VE DAVUTOĞLU

Yazan: Turgut Koçak 21 Ağustos 2014

Bilindiği gibi Ahmet Davutoğlu’nun Dışişleri Bakanlığı koltuğuna oturması ile birlikte çöken ve de bir daha ayağa kalkamayacak denli bozulan bir dış politikaya tanıklık ettik. AKP iktidarının komşularımızla “sıfır sorun” olarak adlandırdığı politikalar birer birer gür diye yıkıldı ve yıkıntının altından binlerce sorun fışkırdı. AKP’nin dış politika olarak adlandırdığı politika; aslında uluslararası sermaye güçlerinin ve bu politikanın savaş gücü olan Amerika’nın poliikalarından başka bir şey değildi değil olmasına ya, AKP iktidarı toplumun bir kesimini sevindirmek için güya Osmanlıyı diriltme gayreti içindeymiş gibi bir hava verdi. Verilen bu hava ise sözümona Ahmet Davutoğlu’nun işe yaramaz, ısmarlama ve de stratejik derinliği olmayan sözüm ona Stratejik Derinlik isimli kitabında bu politika dile getirildi.

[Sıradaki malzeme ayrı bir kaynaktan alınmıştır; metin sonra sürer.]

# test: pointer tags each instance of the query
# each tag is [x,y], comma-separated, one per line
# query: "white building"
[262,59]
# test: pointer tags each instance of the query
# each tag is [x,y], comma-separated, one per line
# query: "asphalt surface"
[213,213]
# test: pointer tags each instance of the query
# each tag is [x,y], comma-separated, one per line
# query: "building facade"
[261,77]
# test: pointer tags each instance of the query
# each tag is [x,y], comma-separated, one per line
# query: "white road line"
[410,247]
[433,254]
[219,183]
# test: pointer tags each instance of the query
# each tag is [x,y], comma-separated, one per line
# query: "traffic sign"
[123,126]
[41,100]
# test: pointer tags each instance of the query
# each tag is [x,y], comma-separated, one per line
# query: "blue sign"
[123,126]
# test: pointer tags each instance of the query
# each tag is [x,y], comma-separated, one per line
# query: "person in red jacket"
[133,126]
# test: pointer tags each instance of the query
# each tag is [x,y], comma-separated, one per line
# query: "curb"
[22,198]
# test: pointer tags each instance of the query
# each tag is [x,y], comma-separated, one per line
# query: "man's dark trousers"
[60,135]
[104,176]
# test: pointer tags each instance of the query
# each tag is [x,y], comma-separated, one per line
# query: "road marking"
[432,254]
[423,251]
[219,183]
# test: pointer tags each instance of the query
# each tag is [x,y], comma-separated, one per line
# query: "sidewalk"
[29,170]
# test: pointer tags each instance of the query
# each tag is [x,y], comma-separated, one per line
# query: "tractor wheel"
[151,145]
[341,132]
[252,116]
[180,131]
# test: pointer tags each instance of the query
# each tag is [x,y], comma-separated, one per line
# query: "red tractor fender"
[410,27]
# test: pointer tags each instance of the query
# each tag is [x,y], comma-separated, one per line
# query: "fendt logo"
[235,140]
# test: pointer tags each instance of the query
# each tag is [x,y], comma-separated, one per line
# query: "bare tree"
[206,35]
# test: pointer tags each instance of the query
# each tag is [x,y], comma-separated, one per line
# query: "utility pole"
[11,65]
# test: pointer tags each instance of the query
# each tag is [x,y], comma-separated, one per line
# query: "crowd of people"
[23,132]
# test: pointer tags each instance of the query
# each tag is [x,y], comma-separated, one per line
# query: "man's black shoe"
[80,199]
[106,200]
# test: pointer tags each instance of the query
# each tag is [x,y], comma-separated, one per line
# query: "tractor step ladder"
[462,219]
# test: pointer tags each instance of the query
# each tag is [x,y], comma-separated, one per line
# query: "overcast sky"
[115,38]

Davutoğlu ve AKP içinde bu politikaya yatanlar arasında Osmanlıcılık bilenen bir şey olduğu için bu politika ejdat üfürüğü ile dualanarak piyasaya sürüldü. Ne var ki, evdeki pazar çarşıya uymadı ve önce bu politikayı sineye çekemeyecek olan emperyal güçler kıç attı. Doğal olarak Osmanlı düşünün uzandığı komşu ülkelerin toprakları sözkonusu olduğu için daha etkili bir tepki komşularımızdan da gelmekte gecikmedi. Gerçi AKP iktidarı ve bu iktidarın başı konumundaki Recep Tayyip Erdoğan emperyalist dünyanın taşeronu olarak kendisine verilen görevi harfiyyen yerine getirdi getirmesine ya, işler yine de tıkır tıkır işlemedi. Doğaldır, ne kadar eksiksiz plan yaptığınızı düşünürseniz düşünün en mükemmel planın bile zayıf yanları yine de bulunur. Kaldıki AKP iktidarının bu yöndeki planı baştan aşağı delik deşik ve her türlü maddi dayanaktan yoksundu.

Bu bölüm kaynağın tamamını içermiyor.